December’s job report revealed the addition of 216,000 new positions while maintaining an unchanged unemployment rate of 3.7%. What is particularly noteworthy is the rise in real wages, which continued to outpace inflation, providing a boost for American workers.
The growth in US hourly wages turning real, with wages outpacing falling consumer prices, started in May with a modest 0.2% increase. By December, this growth had reached 1%, following a 0.4% rise in December, exceeding forecasts. With an annual rate of 4.1% (compared to the forecasted 3.9%) and 4.3% in the final quarter of the year, these wage increases had a positive impact for millions of US workers, especially considering the inflation rate was hovering around 3.1%.
Economists are now questioning whether the positive job report will delay the Fed’s expected rate cuts in the coming months. The strong wages data, along with a decrease in first-time unemployment benefit claims and solid vacancy figures, may alter the perception that the Fed will implement rate cuts sooner than anticipated.
The next indicator to watch is December’s US inflation and producer price data. A recent rise in EU inflation, from 2.6% in November to 2.9% in the last month, has led economists to adjust their forecasts for US consumer prices, which are expected to increase from November’s 3.1% to 3.2% or 3.3%. However, the month-to-month rise may ease slightly from 0.3% in November to 0.25%.
The belief in an imminent rate cut by the Fed led to a surge in US markets in December, causing the US dollar to weaken and bond yields to decline. However, optimism waned recently, with the key 10-year bond yield rising to just over 4.03%. Friday’s job report initially caused Wall Street to fall, although it later bounced back slightly, but this couldn’t prevent US stock markets from experiencing their first loss in nine weeks. The S&P 500 fell 1.5%, the Dow eased 0.6%, and the Nasdaq Composite saw a substantial decline of 3.3% for the week.
In summary, the US unemployment rate ended 2023 at 3.7%, slightly up from January but still below the peak of 3.8% observed in August through October. Despite the slowdown, the job market remained robust throughout the year, with unemployment consistently below 4%. New job additions in December were less than half of what was reported in January, highlighting the market’s weakening trend, aligning with the expectation of a softer economic landing for the US in the coming year.

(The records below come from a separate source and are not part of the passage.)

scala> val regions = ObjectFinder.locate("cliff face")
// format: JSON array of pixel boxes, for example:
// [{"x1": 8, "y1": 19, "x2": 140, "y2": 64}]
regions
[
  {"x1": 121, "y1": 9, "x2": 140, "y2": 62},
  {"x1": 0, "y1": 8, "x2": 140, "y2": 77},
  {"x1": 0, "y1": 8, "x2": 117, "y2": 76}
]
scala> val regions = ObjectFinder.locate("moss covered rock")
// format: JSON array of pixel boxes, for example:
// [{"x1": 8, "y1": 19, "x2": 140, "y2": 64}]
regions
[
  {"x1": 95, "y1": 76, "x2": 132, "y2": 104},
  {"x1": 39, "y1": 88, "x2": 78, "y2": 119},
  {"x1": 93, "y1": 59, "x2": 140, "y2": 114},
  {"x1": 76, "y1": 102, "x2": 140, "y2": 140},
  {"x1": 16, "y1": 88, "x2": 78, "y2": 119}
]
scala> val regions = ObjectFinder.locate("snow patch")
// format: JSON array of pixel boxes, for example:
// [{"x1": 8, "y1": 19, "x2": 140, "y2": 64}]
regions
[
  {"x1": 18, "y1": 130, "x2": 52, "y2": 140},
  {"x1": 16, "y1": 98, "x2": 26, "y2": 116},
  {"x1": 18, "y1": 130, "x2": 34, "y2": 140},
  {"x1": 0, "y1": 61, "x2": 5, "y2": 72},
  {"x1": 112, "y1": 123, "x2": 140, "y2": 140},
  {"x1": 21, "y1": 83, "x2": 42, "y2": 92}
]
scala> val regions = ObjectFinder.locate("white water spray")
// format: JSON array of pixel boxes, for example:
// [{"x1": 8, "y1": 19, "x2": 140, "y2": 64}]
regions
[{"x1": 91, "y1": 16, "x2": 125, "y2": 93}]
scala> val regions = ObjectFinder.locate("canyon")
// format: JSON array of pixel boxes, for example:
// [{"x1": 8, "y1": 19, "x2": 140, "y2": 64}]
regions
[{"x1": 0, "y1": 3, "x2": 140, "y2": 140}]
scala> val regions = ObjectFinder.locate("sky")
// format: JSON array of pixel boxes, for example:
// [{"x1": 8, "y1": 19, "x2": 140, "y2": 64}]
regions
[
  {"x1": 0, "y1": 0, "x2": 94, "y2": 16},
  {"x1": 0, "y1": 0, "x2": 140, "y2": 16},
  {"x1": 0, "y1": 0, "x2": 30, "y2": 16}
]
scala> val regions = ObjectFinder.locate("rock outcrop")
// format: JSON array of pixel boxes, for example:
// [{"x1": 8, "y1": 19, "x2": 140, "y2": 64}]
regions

Details from December’s report showed signs of a welcome weakness, which helped reassure investors. Payroll growth in December showed improvement compared to November but was still lower than expected. The wider unemployment measure, which includes discouraged workers and those with part-time jobs for economic reasons, edged higher to 7.1%.
The labor force participation rate decreased to 62.5%, reaching its lowest level since February, and job holders declined by 683,000, with an increase in those working multiple jobs by 222,000. In 2023, the US saw a total of 2.7 million job gains, with a monthly average of 225,000, a significant drop from the 4.8 million job gains and 399,000 monthly average in 2022.
Earlier figures in the week also indicated a decrease in job vacancies in November, with a ratio of 1.4 vacancies for every unemployed person, the lowest in over two years. Initial US unemployment benefit claims fell to a two-month low of 202,000 as 2023 came to an end.
In conclusion, the US job market began 2023 in a highly active state but gradually cooled throughout the year, remaining robust in December but not excessively so, thus reducing the urgency for further rate hikes.